Em discurso na Assembleia Geral da ONU nesta terça-feira (20), o presidente Jair Bolsonaro afirmou que as portas do Brasil estão abertas aos religiosos católicos perseguidos pelo regime de Daniel Ortega na Nicarágua.

"O Brasil abre suas portas para acolher os padres e freiras católicos que têm sofrido cruel perseguição do regime ditatorial da Nicarágua", garantiu na tribuna das Nações Unidas.

Em um discurso com tom eleitoral, Bolsonaro descreveu os avanços obtidos em seu governo e se declarou "defensor incondicional" da liberdade de expressão e do direito religioso no Brasil.

Seu governo, afirmou, "tem trabalhado para trazer o direito à liberdade de religião para o centro da agenda internacional de direitos humanos", uma garantia "essencial" de que "todos tenham o direito de professar e praticar sua orientação religiosa, sem discriminação".

O Brasil, que tradicionalmente é o primeiro a falar na abertura da Assembleia Geral que começou nesta terça-feira em Nova York, "repudia a perseguição religiosa em qualquer lugar do mundo".
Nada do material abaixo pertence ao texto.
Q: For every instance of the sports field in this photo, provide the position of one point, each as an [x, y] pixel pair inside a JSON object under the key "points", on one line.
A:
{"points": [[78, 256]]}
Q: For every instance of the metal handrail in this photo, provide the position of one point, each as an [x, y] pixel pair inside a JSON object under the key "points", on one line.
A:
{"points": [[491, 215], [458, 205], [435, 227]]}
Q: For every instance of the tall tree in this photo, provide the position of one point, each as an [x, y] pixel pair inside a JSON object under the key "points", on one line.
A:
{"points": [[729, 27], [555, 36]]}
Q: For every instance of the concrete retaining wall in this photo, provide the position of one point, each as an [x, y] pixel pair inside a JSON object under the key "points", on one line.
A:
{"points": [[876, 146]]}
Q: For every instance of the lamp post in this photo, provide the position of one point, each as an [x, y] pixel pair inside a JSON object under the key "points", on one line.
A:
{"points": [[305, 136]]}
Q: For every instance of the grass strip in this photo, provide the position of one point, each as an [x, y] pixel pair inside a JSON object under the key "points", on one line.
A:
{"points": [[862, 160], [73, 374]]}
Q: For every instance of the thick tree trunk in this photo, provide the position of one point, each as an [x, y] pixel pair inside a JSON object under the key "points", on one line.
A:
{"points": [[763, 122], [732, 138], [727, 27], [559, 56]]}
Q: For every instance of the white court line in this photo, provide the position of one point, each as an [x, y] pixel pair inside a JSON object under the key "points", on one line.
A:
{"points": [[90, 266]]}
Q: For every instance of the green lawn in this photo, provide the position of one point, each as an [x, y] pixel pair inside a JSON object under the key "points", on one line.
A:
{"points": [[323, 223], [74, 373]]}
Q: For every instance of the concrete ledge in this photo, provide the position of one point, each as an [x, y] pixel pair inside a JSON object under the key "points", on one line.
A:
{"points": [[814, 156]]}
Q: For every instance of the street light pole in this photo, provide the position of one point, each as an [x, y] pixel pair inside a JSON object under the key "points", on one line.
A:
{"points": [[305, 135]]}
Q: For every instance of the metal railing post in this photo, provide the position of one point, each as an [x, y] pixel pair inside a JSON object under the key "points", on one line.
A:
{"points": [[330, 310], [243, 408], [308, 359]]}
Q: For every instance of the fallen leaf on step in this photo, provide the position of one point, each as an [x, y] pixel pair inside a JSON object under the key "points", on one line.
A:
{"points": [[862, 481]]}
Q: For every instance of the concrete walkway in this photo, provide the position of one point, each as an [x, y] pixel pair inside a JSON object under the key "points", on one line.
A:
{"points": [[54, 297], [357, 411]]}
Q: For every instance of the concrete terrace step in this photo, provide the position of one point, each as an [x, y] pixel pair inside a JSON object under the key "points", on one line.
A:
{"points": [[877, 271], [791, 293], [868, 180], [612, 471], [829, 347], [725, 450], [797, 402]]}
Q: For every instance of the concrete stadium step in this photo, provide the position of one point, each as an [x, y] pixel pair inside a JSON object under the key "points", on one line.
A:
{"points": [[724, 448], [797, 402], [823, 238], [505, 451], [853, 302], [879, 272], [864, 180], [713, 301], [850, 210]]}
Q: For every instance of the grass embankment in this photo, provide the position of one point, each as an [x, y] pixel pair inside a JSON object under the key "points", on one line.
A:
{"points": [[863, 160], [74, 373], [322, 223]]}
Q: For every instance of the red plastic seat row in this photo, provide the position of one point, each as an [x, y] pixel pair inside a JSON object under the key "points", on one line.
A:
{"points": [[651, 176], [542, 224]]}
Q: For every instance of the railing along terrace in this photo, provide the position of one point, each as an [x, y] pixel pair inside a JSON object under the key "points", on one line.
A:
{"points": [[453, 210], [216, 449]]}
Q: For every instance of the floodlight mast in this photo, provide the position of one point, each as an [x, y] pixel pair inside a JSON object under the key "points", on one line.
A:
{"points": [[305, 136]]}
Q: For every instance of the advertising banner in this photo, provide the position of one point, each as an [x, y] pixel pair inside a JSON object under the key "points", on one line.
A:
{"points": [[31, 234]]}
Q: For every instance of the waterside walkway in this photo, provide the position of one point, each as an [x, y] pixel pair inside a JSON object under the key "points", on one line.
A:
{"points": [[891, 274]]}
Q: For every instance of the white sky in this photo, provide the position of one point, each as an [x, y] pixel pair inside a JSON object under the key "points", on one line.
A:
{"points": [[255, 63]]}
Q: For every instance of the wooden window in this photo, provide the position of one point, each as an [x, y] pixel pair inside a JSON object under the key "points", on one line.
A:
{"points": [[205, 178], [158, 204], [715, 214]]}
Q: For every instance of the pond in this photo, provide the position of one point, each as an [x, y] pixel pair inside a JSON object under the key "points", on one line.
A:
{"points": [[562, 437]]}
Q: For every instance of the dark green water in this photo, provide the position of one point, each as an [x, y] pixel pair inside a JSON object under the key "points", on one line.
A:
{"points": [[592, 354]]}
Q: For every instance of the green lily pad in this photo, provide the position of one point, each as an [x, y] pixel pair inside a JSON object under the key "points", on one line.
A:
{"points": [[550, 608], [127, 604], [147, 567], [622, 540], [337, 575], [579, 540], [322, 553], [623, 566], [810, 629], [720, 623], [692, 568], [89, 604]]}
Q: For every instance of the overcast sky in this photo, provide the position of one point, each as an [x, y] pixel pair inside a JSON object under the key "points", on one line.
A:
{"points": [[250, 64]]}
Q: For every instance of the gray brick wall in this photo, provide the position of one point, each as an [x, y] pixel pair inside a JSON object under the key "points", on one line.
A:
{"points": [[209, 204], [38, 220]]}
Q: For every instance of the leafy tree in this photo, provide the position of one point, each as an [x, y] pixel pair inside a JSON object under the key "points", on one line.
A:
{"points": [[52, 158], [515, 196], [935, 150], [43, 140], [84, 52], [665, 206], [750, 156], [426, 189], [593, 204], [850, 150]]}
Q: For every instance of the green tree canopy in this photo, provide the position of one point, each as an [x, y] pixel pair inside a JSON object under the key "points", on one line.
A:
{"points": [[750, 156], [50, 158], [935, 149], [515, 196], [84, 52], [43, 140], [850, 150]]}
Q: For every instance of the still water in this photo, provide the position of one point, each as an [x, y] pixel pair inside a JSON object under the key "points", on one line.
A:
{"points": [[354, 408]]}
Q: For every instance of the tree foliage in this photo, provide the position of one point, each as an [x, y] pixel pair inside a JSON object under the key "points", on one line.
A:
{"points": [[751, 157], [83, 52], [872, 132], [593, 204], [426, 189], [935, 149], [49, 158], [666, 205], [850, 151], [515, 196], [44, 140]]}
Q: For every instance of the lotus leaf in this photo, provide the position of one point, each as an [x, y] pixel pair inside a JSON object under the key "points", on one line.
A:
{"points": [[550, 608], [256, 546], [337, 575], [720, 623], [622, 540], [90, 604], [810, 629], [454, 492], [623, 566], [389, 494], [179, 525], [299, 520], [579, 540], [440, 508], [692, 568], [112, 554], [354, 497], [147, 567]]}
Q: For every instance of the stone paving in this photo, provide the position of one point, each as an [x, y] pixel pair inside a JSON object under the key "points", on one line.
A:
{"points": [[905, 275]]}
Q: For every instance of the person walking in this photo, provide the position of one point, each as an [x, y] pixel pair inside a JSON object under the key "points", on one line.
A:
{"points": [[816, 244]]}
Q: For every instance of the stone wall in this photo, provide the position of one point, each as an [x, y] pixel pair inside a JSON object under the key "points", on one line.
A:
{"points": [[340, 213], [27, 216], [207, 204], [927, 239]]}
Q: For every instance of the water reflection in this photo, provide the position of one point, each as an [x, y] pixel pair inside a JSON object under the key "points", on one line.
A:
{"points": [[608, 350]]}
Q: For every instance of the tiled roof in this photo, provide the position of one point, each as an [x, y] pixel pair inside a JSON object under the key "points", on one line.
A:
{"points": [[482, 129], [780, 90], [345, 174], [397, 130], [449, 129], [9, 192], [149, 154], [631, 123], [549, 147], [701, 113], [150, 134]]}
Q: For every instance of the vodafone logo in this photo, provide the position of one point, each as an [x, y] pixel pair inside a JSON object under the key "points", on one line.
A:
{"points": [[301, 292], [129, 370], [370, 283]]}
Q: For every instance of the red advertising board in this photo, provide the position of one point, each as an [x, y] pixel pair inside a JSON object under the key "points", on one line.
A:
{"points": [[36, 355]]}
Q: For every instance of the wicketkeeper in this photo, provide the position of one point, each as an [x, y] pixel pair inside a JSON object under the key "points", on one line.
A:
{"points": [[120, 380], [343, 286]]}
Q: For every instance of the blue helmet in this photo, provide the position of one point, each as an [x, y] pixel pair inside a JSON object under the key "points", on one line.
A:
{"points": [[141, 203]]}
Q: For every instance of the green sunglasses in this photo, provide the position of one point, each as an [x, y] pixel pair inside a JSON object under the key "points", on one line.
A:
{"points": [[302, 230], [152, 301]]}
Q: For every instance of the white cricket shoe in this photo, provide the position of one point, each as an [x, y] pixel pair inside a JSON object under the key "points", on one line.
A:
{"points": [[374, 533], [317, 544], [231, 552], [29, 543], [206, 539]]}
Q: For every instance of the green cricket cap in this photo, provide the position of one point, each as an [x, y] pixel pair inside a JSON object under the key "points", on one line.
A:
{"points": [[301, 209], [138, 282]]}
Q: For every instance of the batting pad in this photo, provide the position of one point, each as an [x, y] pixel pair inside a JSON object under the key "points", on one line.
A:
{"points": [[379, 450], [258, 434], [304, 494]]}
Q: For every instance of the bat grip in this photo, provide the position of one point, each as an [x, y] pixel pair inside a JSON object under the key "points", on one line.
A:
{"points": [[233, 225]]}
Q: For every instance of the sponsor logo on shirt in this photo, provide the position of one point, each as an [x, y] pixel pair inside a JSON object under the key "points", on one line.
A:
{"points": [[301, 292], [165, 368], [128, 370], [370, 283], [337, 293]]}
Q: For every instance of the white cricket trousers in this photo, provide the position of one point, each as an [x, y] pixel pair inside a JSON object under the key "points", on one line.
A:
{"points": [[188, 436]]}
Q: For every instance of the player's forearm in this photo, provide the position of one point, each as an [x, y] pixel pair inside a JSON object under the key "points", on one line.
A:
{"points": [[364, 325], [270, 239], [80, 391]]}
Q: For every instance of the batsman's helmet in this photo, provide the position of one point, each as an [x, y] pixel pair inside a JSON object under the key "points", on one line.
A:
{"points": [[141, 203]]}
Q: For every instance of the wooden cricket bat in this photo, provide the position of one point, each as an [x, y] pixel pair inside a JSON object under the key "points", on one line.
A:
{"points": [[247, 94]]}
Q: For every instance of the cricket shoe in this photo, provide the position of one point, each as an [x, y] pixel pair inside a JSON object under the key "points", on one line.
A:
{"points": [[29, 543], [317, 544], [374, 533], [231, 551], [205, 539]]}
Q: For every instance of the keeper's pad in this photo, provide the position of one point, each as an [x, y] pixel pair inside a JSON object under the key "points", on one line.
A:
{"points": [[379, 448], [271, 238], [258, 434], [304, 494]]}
O presidente pediu também "um cessar-fogo imediato" na Ucrânia e defendeu que se mantenham os "canais de diálogo" para resolver um conflito que já dura sete meses e cujo impacto "coloca a todos na contramão dos objetivos de desenvolvimento sustentável".

Após pedir uma reforma do sistema da ONU, Bolsonaro disse que "80% da Amazônia permanece intacta", apesar das notícias da imprensa internacional afirmarem o contrário.

A poucas semanas das eleições de 2 de outubro, Bolsonaro, que disputa a reeleição contra o ex-presidente Luiz Inácio Lula da Silva (PT), garantiu que "extirpamos a corrupção sistêmica" que existiu entre 2003 e 2015, durante o período que "a esquerda presidiu o Brasil".

Citou também o "endividamento" da Petrobras por "má gestão e desvios" que chegou à casa dos US$ 170 bilhões. "Este é o Brasil do passado", declarou.

Bolsonaro apresentou às delegações dos 193 países da ONU um Brasil em “total recuperação” até o final de 2022 e a pobreza em queda “acelerada, apesar da guerra na Ucrânia estar colocando a economia mundial em xeque.

Também destacou que o país já recebeu mais de 350 mil venezuelanos que “fugiam da violência e da fome”, além de haitianos, sírios, afegãos e ucranianos.